FYI - There are THREE variants of the F-35 - The Air Force is not making any sacrifices because their variant does not have the capability to land on a carrier, not does it utilize VTOL.

Before you start crying about something, try learning the facts. It can save you some time.

The AF is sacrificing, all right. They're lowering their combat effectiveness for the sake of some part compatibility with the other branches of the military.

It's like arming yourself with a Swiss Army knife instead of a machete because you might need that corkscrew at some point.

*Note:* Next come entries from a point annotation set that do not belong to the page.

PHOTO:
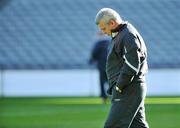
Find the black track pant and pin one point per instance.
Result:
(103, 80)
(127, 109)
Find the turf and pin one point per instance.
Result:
(87, 112)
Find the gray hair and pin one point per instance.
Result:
(107, 14)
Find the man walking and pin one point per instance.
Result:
(126, 67)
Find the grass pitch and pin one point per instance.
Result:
(86, 112)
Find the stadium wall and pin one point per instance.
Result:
(77, 82)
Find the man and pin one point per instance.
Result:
(126, 68)
(99, 55)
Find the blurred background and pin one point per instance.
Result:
(45, 46)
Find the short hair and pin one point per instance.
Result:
(107, 14)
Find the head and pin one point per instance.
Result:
(107, 19)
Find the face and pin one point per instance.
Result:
(106, 28)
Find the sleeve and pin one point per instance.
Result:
(131, 61)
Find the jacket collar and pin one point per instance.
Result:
(119, 28)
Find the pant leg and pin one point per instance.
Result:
(139, 120)
(125, 106)
(103, 80)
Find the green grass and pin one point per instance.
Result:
(87, 112)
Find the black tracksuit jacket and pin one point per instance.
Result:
(127, 57)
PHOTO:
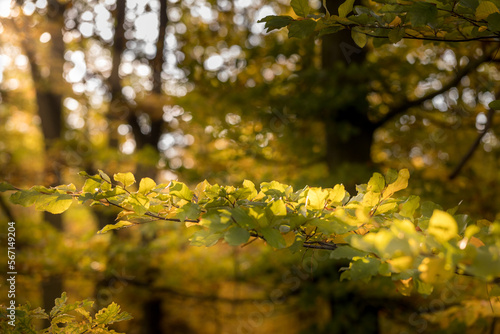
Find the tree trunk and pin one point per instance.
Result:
(49, 90)
(348, 131)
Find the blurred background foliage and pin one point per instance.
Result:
(193, 90)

what part of - "not sacrificing anything" do you not understand?
 
2012-05-03 05:45:26 PM  

dbrunker: MythDragon: Never bring a gun to a clank fight.

Girl Genius always gets a vote.


QFT.

Wicked Chinchilla: You want to biatch about a useless program that isn't going anywhere biatch about LCS. DD-1000


FTFY.

The Little Crappy Ship is a mediocre small combatant but it's better than no small escort ships, which is the alternative.

The Zumwalt class are going to be white elephant test beds at best.

"OK, let's build a ship with an unstable hull design that sacrifices survivability for a small increase in stealth, and pack it with entirely new, unproven systems. What could possibly go wrong?"